En la espiritualidad cisterciense se nos invita a diferenciar entre “yo, lo mío y lo que me rodea” (aliud tu, aliud tui, aliud circa te). Siguiendo a S. Basilio y S. Ambrosio, se distingue entre lo que circunda al hombre (la creación), lo que pertenece al hombre (el hombre exterior, su cuerpo, sus sentimientos, etc.) y el hombre mismo (el hombre interior, hecho a imagen y semejanza de Dios). El hombre no se puede quedar en lo exterior, sino que está llamado a profundizar en lo más interior de sí, a bucear en su propio ser.
Un autor cisterciense de la primera hora expresaba la necesidad que tenemos de entrar dentro de nuestro interior y se lamentaba del olvido que mostramos de nosotros mismos, por lo que nos urge diciendo: “comienza a conocerte a ti mismo, a amarte a ti mismo, a poseerte a ti mismo”, y más adelante: “Si quieres conocerte a ti mismo, poseerte, entra en ti mismo, no te busques fuera de ti”. Ir a nuestro centro es ir a nosotros mismos y descubrir nuestra imagen divina, reconociendo en esa imagen el modelo: Dios mismo. Un ir a nuestro centro que no nos deja ahí, sino que nos trasciende.
El que está en su centro vive su búsqueda como un encuentro, está en lo que busca, hace de su esperanza una presencia. ¿Y qué es esto sino la adoración? La adoración contempla el misterio que le desborda, acoge lo que no puede retener, afirma lo que no puede demostrar, trasciende lo que está muy dentro de sí. La adoración vive en lo que confía sin apropiarse de nada, dejándose desbordar por aquello en lo que está sin poseerlo, por aquello en lo que es sin abarcarlo.
La adoración descubre y reconoce. Descubre el centro y en él pone su morada, hinca su eje que le permitirá abrirse a todo sin perder su estabilidad.
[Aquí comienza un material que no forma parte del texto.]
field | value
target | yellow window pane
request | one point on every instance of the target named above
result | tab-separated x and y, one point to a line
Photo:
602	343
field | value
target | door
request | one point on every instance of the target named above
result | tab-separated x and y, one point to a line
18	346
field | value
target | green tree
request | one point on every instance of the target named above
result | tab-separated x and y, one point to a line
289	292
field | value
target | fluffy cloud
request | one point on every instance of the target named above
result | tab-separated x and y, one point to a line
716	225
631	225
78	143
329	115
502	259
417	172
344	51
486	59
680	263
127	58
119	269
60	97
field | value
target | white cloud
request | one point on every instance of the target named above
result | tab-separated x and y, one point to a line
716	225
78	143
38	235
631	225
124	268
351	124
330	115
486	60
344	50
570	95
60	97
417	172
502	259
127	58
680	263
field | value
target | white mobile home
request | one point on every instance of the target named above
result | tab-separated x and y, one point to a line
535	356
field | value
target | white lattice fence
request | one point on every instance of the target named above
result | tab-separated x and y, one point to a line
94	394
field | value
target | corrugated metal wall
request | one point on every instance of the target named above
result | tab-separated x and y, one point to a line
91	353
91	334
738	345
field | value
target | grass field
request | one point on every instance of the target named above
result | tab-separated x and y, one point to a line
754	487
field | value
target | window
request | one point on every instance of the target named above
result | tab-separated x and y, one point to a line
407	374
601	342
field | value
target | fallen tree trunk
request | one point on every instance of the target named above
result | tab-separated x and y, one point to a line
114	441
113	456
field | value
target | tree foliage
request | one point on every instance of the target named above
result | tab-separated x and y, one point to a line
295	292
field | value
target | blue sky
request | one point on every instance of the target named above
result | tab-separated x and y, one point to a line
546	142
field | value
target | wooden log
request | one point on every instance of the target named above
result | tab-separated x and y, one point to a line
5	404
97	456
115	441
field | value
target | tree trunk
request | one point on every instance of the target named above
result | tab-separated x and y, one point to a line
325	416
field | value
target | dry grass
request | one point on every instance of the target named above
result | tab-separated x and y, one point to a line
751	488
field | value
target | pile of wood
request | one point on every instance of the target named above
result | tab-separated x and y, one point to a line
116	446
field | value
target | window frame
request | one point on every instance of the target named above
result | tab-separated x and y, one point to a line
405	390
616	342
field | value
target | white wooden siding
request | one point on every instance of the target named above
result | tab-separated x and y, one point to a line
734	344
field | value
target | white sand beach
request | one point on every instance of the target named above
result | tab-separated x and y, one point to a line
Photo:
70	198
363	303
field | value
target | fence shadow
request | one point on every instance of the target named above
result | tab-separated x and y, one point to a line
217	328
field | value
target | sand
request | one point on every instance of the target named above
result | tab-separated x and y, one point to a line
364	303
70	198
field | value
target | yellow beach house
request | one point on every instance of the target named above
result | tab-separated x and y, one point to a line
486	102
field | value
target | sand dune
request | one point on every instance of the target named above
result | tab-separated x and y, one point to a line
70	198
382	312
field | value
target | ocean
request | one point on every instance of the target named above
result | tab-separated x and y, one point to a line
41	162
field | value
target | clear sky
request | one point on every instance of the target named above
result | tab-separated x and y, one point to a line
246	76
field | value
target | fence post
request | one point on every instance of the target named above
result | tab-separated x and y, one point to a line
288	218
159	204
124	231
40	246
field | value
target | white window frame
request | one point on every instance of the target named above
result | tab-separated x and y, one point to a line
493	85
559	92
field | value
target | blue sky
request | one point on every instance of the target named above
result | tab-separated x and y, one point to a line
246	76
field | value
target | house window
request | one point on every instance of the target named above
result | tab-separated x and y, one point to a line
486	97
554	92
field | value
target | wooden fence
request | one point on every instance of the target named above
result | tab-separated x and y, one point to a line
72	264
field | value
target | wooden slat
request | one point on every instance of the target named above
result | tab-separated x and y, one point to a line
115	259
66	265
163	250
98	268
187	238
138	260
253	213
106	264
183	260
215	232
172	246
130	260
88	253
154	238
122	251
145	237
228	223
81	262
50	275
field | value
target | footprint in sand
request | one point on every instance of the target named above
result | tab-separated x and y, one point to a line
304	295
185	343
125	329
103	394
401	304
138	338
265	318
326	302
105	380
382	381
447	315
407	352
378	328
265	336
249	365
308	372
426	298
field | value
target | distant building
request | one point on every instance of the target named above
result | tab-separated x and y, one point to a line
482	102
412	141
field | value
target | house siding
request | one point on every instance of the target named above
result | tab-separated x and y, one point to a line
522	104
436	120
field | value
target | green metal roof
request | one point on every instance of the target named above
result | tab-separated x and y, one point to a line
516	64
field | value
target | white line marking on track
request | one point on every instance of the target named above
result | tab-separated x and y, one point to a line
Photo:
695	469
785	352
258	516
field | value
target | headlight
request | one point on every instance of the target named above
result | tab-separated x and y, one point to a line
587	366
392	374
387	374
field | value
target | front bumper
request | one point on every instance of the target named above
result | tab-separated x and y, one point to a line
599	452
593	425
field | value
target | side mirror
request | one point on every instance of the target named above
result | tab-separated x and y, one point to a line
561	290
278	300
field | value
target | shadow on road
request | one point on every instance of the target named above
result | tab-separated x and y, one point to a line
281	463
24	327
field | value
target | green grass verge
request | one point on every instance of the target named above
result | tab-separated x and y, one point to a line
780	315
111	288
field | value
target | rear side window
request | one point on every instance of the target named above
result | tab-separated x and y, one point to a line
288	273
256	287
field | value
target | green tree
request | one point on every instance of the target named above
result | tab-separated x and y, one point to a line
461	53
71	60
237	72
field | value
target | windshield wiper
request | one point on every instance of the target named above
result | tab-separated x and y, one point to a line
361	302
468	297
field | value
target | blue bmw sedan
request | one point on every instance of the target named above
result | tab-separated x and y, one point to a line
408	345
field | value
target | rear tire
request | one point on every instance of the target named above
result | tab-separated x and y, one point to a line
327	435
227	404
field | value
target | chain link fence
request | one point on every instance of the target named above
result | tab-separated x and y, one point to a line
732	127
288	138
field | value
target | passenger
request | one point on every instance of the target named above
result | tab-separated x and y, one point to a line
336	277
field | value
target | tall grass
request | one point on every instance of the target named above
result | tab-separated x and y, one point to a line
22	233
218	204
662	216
Quien está anclado puede navegar por muchos mares sin miedo, aunque sienta el estremecimiento propio de las sorpresas. Veo tan difícil navegar sin haber ido primero al propio centro, como extraño haber llegado al propio centro y pretender dormirse en él sin salir al encuentro de los demás, cuyos centros proceden de la misma fuente que el mío y en ella se encuentran.
En este tiempo pascual estamos invitados a descubrir la presencia del Resucitado en nuestro centro, sepulcro vacío y lleno de vida, para escuchar su mandato: id y sed mis testigos, sin miedo, con alegría, anunciando su buena noticia y construyendo su reino.